From Snapshots to Landscapes: Mapping Molecular Dynamics Across Conditions

Stills Versus Movie

High-resolution techniques like cryo-EM, NMR, and AFM give us exquisitely detailed stills—atomic-level portraits of a sample at a single instant in time. But trying to understand a dynamic system from a handful of frames is like piecing together a movie from a few high-definition screenshots.

Without the sequence between them, we lose the sense of motion: how one conformation morphs into another, where the turning points lie, and which fleeting intermediates might pass by, completely unseen.

It's a familiar story. We might observe that a sample exists in two very different states under separate conditions—say, depending on pH or temperature. By digging deep, we can learn a great deal about each state, yet the journey between them remains a mystery. How do we get from A to B? Where does the transition actually occur? Is it reversible? Are there crucial intermediates we’re missing?

Ideally, we would generate a large number of samples and analyse all of them across the condition landscape. In practice, that quickly becomes untenable. High-resolution methods are costly in both resources and time, and beam-time is notoriously scarce.

Challenges like this are everywhere—in the toxic aggregation cascades of neurodegenerative disease, the shifting microenvironments that drive cancer metastasis, and the complex formulation of biologic drugs.

Building the Narrative Between the Stills

To give our high-resolution data points real context, we need a way to link them together—ideally with a more accessible and scalable method. This requires a readout that changes in a meaningful way as the sample transitions between states. For example, the twists and turns of aggregation can be tracked using light scattering or turbidity.

We also need a way to traverse that condition space in a controlled manner. You can do this by preparing a large number of samples with slightly different conditions, or by making well-defined, incremental changes to a single sample. The latter approach has a major advantage: as the sample evolves, any change in the readout can be directly linked to the changing condition. It's a simple way to eliminate nagging concerns about sample-to-sample variability.

With a continuous readout, we can map out the space between our data points in detail and finally start to answer some of the questions we posed earlier. This is especially powerful for pinpointing exactly where along a condition gradient a transition takes place.

Filling Out the Landscape

But we can go further than just connecting scattered points. By working systematically, we can use these first explorations as a starting point to map out a much broader swath of the condition landscape.

This wider overview helps us link insights from different experiments with far greater confidence. Instead of treating each high-resolution dataset in isolation, we can place them within a shared framework—a coordinate system for sample behaviour.

Let's be honest: combining data from different experiments, often performed in different labs, on different instruments, at different times, can be a nightmare if the broader context is missing.

Since the landscape is often vast and dynamic, even small changes in conditions (buffer strength, pH, temperature, sample age, etc.) can shift the state we're analysing. Without continuous monitoring, these changes can be surprisingly easy to miss.

The Power of Zooming Out

When we're deep in research, it's tempting to zoom in on the most interesting details. Controlling variables and extracting high-resolution data are essential tools for discovery. But when it comes to complex, dynamic systems, clarity doesn't always come from getting closer. Sometimes, it comes from stepping back.

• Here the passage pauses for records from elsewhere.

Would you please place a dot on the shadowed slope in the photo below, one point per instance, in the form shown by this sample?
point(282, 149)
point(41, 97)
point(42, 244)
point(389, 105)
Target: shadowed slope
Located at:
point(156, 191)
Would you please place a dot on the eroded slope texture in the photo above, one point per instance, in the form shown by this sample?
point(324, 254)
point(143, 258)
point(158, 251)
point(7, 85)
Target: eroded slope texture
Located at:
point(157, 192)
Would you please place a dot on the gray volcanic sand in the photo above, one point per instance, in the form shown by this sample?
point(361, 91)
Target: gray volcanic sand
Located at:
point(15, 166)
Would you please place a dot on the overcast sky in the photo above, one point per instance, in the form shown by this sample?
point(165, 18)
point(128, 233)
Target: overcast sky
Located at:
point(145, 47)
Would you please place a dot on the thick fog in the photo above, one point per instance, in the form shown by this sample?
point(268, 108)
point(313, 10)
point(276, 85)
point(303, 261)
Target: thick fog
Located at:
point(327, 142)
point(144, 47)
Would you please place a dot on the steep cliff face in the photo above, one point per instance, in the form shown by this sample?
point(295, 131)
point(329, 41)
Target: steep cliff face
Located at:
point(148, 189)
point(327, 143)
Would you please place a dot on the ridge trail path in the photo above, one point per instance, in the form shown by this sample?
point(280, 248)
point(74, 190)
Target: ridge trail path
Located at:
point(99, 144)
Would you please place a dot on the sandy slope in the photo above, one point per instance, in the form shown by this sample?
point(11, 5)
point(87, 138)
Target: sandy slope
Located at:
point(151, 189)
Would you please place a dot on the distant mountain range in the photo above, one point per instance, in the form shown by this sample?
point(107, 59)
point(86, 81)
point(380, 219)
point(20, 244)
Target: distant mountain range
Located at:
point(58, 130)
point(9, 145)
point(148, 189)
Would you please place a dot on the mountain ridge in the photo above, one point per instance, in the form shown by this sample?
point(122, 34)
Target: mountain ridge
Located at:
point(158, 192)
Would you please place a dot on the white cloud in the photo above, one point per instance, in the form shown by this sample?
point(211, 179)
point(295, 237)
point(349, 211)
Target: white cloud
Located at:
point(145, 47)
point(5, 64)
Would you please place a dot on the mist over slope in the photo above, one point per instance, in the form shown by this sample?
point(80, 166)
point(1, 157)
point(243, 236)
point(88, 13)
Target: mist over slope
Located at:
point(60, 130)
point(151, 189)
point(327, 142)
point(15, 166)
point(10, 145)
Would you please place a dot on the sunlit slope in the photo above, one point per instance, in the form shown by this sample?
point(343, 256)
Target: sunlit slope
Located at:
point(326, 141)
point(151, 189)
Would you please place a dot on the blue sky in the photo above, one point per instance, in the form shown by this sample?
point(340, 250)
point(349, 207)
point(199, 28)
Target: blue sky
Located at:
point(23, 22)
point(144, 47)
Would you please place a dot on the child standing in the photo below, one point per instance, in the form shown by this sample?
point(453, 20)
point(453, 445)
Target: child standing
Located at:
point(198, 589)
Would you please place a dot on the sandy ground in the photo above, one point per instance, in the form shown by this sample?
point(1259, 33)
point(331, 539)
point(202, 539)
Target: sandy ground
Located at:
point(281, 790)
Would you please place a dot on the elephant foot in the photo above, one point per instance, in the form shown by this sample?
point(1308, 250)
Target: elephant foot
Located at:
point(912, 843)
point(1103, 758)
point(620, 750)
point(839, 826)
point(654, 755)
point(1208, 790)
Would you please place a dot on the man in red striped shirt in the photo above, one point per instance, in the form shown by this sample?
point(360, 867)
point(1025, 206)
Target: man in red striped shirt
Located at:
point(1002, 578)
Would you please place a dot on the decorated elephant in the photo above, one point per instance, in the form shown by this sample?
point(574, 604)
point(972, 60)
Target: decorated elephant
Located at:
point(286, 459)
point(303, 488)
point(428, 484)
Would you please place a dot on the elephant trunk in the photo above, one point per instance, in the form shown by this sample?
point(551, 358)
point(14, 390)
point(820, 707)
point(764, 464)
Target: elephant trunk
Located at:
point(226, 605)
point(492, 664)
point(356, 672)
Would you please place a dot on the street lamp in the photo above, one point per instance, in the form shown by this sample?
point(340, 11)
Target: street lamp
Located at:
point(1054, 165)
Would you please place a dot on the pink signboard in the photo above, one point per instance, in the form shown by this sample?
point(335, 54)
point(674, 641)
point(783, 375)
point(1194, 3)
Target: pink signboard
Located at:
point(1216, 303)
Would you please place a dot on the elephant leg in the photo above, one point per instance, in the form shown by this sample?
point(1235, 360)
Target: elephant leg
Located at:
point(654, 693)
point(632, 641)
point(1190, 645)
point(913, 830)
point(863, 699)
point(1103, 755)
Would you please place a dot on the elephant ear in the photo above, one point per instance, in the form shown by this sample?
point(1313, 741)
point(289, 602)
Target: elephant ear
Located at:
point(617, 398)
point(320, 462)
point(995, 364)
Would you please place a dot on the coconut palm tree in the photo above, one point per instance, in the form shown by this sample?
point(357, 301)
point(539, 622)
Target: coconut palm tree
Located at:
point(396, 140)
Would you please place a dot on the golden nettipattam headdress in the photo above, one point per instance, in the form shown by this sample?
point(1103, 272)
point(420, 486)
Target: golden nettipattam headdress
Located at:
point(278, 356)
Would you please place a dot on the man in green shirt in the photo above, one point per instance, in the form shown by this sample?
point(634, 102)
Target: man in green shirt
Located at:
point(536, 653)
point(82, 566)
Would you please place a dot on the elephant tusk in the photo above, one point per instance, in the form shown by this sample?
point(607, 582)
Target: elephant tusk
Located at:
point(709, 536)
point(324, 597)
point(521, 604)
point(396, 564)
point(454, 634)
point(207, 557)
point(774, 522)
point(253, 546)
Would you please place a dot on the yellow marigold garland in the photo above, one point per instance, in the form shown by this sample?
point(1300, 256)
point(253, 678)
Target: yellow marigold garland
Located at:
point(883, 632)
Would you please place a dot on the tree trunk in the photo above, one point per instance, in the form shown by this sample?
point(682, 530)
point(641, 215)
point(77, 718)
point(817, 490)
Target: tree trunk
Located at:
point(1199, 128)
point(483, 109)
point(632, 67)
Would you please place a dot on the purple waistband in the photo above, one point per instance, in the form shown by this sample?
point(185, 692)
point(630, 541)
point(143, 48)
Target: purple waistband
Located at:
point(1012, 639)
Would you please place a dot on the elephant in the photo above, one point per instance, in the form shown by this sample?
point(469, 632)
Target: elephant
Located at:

If we want to truly understand how our samples behave, we need to make space for methods that let us see the whole story: how conditions change, how transitions unfold, and how all the pieces fit together over time.

Adopting this perspective is more than a methodological tweak. It's a commitment to a different experimental philosophy, one that prioritises the dynamic journey of a molecule over its static endpoints.

It's about making the choice to see the entire movie, not just a collection of beautiful, but disconnected, stills. For me, this shift in perspective became an obsession. It’s what drove me from the lab bench to the workshop, combining my background in science and engineering to build a tool that could answer the questions I couldn’t tackle otherwise. It’s the principle that our team is built on today.

So, the next time you're preparing to dive deep into structure, assembly, or interactions, it's worth asking yourself:

Do I really know what’s happening between the data points?

Could a simple overview save me a costly misstep, or better yet, reveal something entirely new?